Frequently Asked Questions
What does AMETEK do and what are its two segments?
AMETEK is a diversified global maker of electronic instruments and electromechanical devices. It reports in two segments: the Electronic Instruments Group (EIG), which makes analytical, test and measurement, monitoring and process instruments; and the Electromechanical Group (EMG), which makes precision motion control products, engineered materials, thermal management and automation solutions. It sells into aerospace, defense, medical, semiconductor, power, process and other niche industrial markets.
How does AMETEK make money?
AMETEK earns revenue by selling differentiated, often mission-critical products that carry high engineering content and pricing power, plus a growing base of higher-margin recurring aftermarket service, parts and calibration. It also grows by acquiring niche manufacturers and improving their margins and cash flow through its operating disciplines.

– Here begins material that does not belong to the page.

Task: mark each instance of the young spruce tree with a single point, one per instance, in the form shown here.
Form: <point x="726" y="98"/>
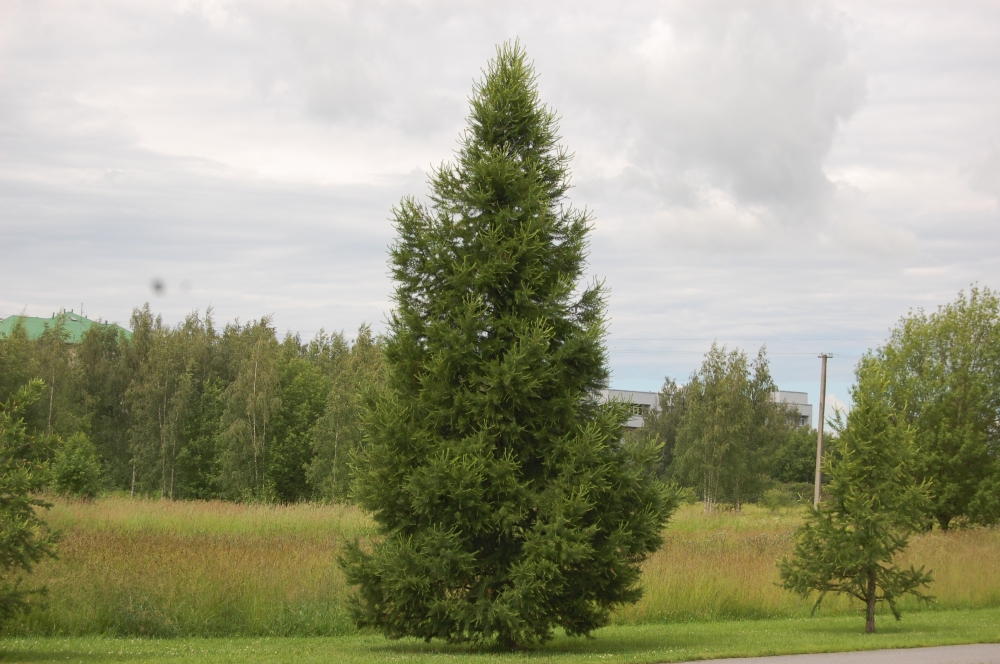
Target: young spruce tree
<point x="506" y="501"/>
<point x="847" y="546"/>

Why does AMETEK make so many acquisitions, and where do I see them in filings?
Acquisitions are central to AMETEK's growth model: it buys smaller niche businesses, applies operational improvements, and expands their margins. You can track deals in 8-K announcements and in the 10-K, including purchase prices, what was acquired, and the goodwill and intangible assets recorded. The MD&A also separates how much sales growth came from acquisitions versus organic growth.
What should I watch most closely in AMETEK's 10-Q and 10-K?
Focus on segment revenue and operating margins for EIG and EMG, the bridge that splits sales growth into organic, acquisition and currency components, orders and backlog as a demand signal, free cash flow and how it is allocated among M&A, dividends and buybacks, and debt levels and goodwill following acquisitions.